Balyoz davasında 18 yıl hapse mahkum edilen emekli Orgeneral Ergin Saygun'un GATA'da yatarken kaleme aldığı günlükleri 'Türk Ordusuna Balyoz' adıyla kitaplaştı.
Saygun, kitabında 2007 yılında çok tartışılan 'Hudson Senaryosu'ndan ABD Büyükelçisi Francis Ricciardone ile ilişkilerine kadar birçok konuda önemli bilgiler verdi. 2003 yılında Cumhuriyet gazetesinde Ergenekon davası tutuklusu Mustafa Balbay'a ait
'Genç Subaylar Tedirgin' manşetinin 'önce Amerika'da oynanmış olduğu' mesajını veren emekli Orgeneral Saygun, bu haberin Amerika'da 1999 yılında senaryo olarak ele alındıktan 4 yıl sonra Türkiye'de uygulandığına dikkat çekti.

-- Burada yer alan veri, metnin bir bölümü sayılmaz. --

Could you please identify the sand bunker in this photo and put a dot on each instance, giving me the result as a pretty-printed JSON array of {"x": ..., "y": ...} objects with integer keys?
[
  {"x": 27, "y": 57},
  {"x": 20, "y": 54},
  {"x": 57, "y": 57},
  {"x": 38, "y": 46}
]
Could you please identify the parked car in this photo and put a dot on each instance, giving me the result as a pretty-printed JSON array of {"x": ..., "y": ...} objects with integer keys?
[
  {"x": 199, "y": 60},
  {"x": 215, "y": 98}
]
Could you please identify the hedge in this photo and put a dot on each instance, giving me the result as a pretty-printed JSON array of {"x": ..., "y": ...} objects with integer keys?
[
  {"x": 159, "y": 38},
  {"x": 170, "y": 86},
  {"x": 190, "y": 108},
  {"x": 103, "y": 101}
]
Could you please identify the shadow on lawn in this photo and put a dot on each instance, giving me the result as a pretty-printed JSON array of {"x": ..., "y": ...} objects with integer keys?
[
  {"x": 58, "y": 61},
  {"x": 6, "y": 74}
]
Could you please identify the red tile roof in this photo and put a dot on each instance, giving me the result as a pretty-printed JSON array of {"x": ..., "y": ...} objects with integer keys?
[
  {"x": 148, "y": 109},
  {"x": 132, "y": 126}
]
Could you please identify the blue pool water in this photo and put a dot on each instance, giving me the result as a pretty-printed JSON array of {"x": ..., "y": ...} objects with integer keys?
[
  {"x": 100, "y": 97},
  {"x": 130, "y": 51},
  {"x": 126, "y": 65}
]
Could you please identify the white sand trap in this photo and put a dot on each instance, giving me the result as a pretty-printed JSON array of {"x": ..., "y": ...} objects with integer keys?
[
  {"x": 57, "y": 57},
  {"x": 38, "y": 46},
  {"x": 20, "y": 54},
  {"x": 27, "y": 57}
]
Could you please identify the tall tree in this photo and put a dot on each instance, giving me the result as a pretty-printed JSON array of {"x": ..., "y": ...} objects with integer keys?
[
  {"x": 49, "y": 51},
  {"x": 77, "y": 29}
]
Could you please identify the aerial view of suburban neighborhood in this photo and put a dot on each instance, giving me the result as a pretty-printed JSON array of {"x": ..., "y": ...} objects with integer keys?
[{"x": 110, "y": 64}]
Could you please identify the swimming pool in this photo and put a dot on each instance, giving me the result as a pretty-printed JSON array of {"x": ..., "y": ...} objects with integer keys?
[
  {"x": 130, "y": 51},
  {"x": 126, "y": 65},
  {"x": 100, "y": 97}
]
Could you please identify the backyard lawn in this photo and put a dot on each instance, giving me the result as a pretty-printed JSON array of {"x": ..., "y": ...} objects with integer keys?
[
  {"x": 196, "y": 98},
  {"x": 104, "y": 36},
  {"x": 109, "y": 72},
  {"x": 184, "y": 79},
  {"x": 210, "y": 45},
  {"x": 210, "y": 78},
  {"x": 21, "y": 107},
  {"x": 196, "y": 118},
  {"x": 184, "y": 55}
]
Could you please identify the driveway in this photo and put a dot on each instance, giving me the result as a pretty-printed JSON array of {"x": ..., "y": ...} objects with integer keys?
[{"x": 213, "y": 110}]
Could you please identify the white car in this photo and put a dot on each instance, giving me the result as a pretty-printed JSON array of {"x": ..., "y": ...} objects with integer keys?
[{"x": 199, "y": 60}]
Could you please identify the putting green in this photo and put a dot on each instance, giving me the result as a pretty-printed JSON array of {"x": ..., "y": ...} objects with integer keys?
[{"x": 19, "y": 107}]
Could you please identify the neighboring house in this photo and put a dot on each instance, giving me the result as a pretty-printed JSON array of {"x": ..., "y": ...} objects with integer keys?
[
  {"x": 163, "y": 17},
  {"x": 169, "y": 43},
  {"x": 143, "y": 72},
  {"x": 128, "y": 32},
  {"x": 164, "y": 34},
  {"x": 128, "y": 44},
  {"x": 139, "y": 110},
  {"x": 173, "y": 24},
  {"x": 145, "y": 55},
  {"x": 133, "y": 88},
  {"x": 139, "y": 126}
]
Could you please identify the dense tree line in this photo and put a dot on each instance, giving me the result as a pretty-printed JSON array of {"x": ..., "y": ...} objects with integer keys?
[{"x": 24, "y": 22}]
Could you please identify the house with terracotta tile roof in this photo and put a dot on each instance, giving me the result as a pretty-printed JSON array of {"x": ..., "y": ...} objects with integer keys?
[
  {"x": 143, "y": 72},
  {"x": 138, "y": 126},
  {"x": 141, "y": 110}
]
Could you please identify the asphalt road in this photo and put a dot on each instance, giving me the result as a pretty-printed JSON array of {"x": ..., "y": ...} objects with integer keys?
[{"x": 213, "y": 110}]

Genelkurmay eski İkinci Başkanı, emekli Orgeneral Ergin Saygun, GATA'da tedavi gördüğü süre içerisinde kaleme aldığı notlarını 'Türk Ordusuna Balyoz' adıyla kitaplaştırdı. Yakın tarihe ilişkin önemli bilgilerin yer aldığı kitabında Saygun, 2007 yılında kamuoyunda çok tartışılan 'Hudson Senaryosu'na dair değerlendirmelerini anlattı. ABD'nin başkenti Washington'daki Hudson Entstitüsü'nde
'PKK'nın Beyoğlu'nda bomba patlatması', '50 kişinin patlamada ölmesi', 'dönemin Anayasa Mahkemesi Başkanı Tülay Tuğcu'nun suikastle öldürülmesi' gibi senaryoların tartışıldığı 13 Haziran 2007 tarihli toplantının içeriğinin Prof. Henri Barkey tarafından dışarı sızdırıldığını aktaran Saygun, 'Gizlilik, bu seminerleri düzenleyenler ve katılımcıları tarafından titizlikle korunan bir prensiptir. Hudson'da ise bu kural ihlal edildi' dedi. Saygun, Türk askeri heyetinin de katıldığı toplantıda 'Amerika'nın PKK'nın Kuzey Irak'taki liderlerini yakalayıp Türkiye'ye teslim etmesi' tartışılırken, bir Türk subayın
'PKK liderleri bu aşamada yakalanıp teslim edilirse siyasi açıdan AK Parti'ye fayda sağlar' diyerek bu ihtimale karşı çıkmasının basına yansıdığını hatırlattı. Gizli kalması gereken bilgilerin dışarı sızmasıyla ilgili ABD'li Henri Barkey'i suçlayan Saygun, 'İçeride ne konuşulursa konuşulsun, siz bunlar konuşuldu deyin, diyerek ortam hazırlaması yapılmıştır. Barkey, TSK düşmanı ve PKK hayranıdır' ifadelerini kullandı.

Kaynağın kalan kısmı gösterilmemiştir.